As I said before: Lots of previously successful, legitimate businesses are finding their income slashed. People doing things that are actually valued by others, where the site gets substantial traffic and ads previously paid for staff. This is not an argument that anyone who slaps something on the web deserves compensation. It is an argument that THIS model is failing when it once worked, so we need a new model to pay for the things we do value online. The expectation that all web content be provided for free is not a healthy or realistic expectation. And if this model fails and no other emerges, then either people work for free, whatever terminology you want to use for that, or things we value simply disappear, something I have already seen more than enough of over the years -- and compared to many here, I got online relatively recently.




> Lots of previously successful, legitimate businesses are finding their income slashed.

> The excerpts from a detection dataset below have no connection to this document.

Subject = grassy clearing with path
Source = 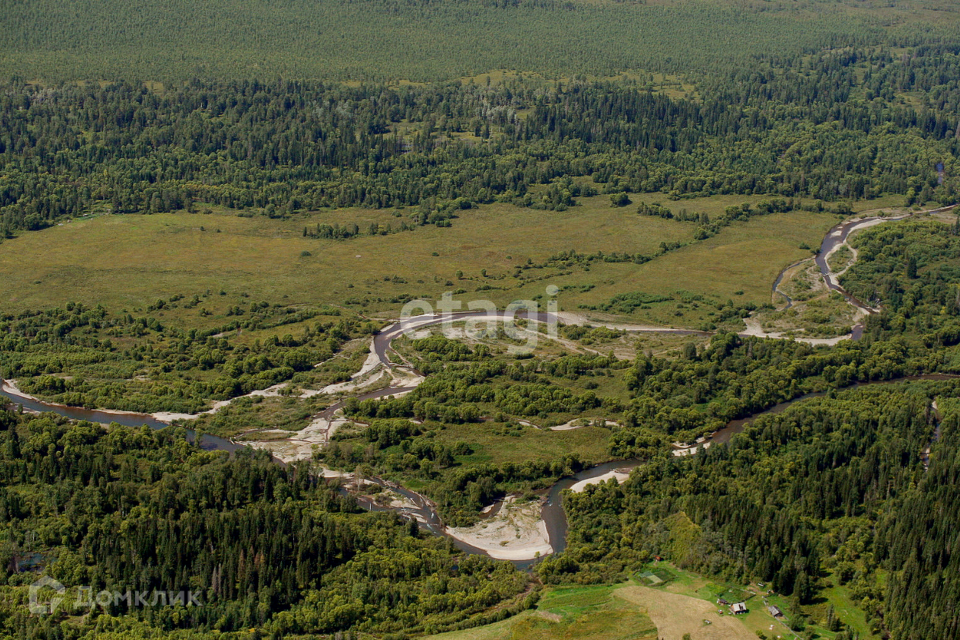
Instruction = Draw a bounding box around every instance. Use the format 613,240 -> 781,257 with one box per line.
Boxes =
0,194 -> 836,326
430,586 -> 659,640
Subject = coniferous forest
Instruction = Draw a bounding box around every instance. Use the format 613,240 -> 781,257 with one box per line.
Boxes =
0,0 -> 960,640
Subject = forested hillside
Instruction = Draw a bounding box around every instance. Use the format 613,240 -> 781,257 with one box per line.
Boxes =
552,382 -> 957,639
0,45 -> 960,238
0,0 -> 957,83
0,409 -> 527,638
0,0 -> 960,640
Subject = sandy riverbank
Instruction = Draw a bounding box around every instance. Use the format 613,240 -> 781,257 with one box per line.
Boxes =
570,469 -> 630,493
446,496 -> 553,560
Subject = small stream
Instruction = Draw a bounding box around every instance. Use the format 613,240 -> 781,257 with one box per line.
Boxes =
0,207 -> 956,567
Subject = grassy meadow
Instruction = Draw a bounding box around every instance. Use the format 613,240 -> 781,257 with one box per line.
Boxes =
0,196 -> 837,326
430,586 -> 658,640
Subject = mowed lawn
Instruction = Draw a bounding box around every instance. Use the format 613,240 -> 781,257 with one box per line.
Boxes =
0,194 -> 836,326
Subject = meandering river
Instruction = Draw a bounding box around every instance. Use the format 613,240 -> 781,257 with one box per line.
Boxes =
0,207 -> 953,566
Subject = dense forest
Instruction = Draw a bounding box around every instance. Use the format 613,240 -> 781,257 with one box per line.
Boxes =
0,409 -> 527,638
552,381 -> 958,639
0,0 -> 957,83
0,0 -> 960,640
0,45 -> 960,238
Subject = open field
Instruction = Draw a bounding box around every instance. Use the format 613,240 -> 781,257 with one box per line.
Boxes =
632,562 -> 875,640
0,196 -> 836,326
615,587 -> 757,640
431,586 -> 662,640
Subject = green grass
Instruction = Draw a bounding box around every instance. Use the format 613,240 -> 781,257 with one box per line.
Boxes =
436,418 -> 610,465
637,562 -> 875,640
0,196 -> 835,327
430,585 -> 657,640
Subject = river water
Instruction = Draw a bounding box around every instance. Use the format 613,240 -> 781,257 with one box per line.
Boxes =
0,207 -> 953,567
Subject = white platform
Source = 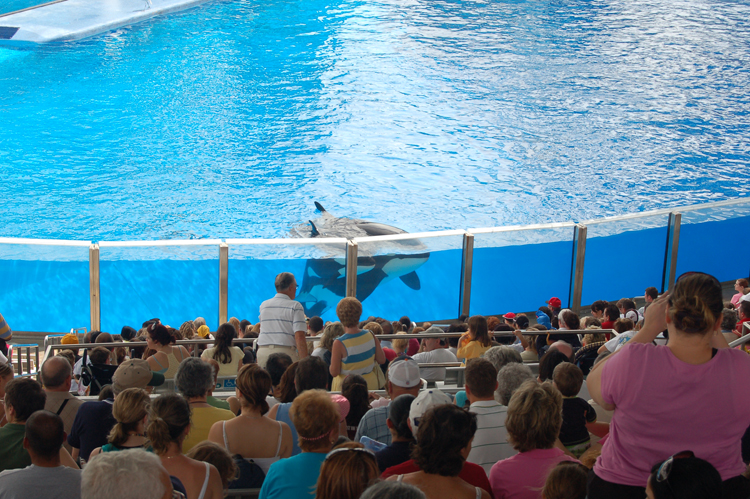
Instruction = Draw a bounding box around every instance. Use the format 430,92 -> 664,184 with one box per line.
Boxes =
0,0 -> 209,43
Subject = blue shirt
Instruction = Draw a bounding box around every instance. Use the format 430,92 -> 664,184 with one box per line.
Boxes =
258,452 -> 326,499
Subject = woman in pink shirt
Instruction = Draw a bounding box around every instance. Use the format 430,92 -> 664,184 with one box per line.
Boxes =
587,273 -> 750,499
490,380 -> 580,499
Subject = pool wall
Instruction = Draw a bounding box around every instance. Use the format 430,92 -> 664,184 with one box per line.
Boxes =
0,198 -> 750,333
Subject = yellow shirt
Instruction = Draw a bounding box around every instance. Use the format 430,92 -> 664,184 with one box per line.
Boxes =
182,407 -> 234,454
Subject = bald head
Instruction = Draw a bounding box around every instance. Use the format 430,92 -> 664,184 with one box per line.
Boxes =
42,357 -> 73,391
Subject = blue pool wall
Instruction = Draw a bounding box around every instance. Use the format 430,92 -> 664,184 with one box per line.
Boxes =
0,201 -> 750,333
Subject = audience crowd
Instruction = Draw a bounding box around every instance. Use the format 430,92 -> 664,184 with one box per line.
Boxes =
0,272 -> 750,499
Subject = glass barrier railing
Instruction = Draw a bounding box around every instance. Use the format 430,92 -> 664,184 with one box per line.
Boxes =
581,211 -> 669,304
226,238 -> 347,324
0,238 -> 91,331
675,200 -> 750,282
354,230 -> 464,321
469,223 -> 575,315
99,239 -> 221,334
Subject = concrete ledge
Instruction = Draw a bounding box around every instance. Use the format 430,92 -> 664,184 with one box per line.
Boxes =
0,0 -> 214,44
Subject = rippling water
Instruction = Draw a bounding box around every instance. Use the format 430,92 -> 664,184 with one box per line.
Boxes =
0,0 -> 750,240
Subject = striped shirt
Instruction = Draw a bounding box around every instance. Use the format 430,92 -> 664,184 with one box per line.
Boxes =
466,400 -> 518,476
258,293 -> 307,347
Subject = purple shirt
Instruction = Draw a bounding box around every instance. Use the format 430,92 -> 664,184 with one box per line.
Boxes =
594,342 -> 750,487
490,447 -> 578,499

This is true, but I posit that those businesses can easily move to a pay model. If they can't, they aren't legitimate businesses.

> It is an argument that THIS model is failing when it once worked, so we need a new model to pay for the things we do value online.

"Worked" is not what I would say about the current state of ads on the internet. It certainly doesn't work for me.

> And if this model fails and no other emerges, then either people work for free, whatever terminology you want to use for that,

Volunteering? Play? Definitely not slavery. If you don't want to labor for free, just don't do it. This isn't a complicated situation, you're smart enough to figure this out.

> or things we value simply disappear, something I have already seen more than enough of over the years -- and compared to many here, I got online relatively recently.

Well, I was on the internet in the 90s, and there was some great content back then. I'll actually posit that the signal-to-noise ratio was much higher then.

Also, funded content disappears all the time. If that's the effect you're concerned about, this isn't the cause you're looking for.


> Lots of previously successful, legitimate businesses are finding their income slashed.

This is true, but I posit that those businesses can easily move to a pay model. If they can't, they aren't legitimate businesses.

One last comment: Not all businesses are conducive to a pay per use or pay per user model. For some things, that simply does not work. This is exactly why advertising has been used for decades by content providers, even before there was an Internet.


> One last comment: Not all businesses are conducive to a pay per use or pay per user model. For some things, that simply does not work. This is exactly why advertising has been used for decades by content providers, even before there was an Internet.

I'm not sure why anyone would care that these businesses don't work. Why are we expected to prop up businesses that don't work?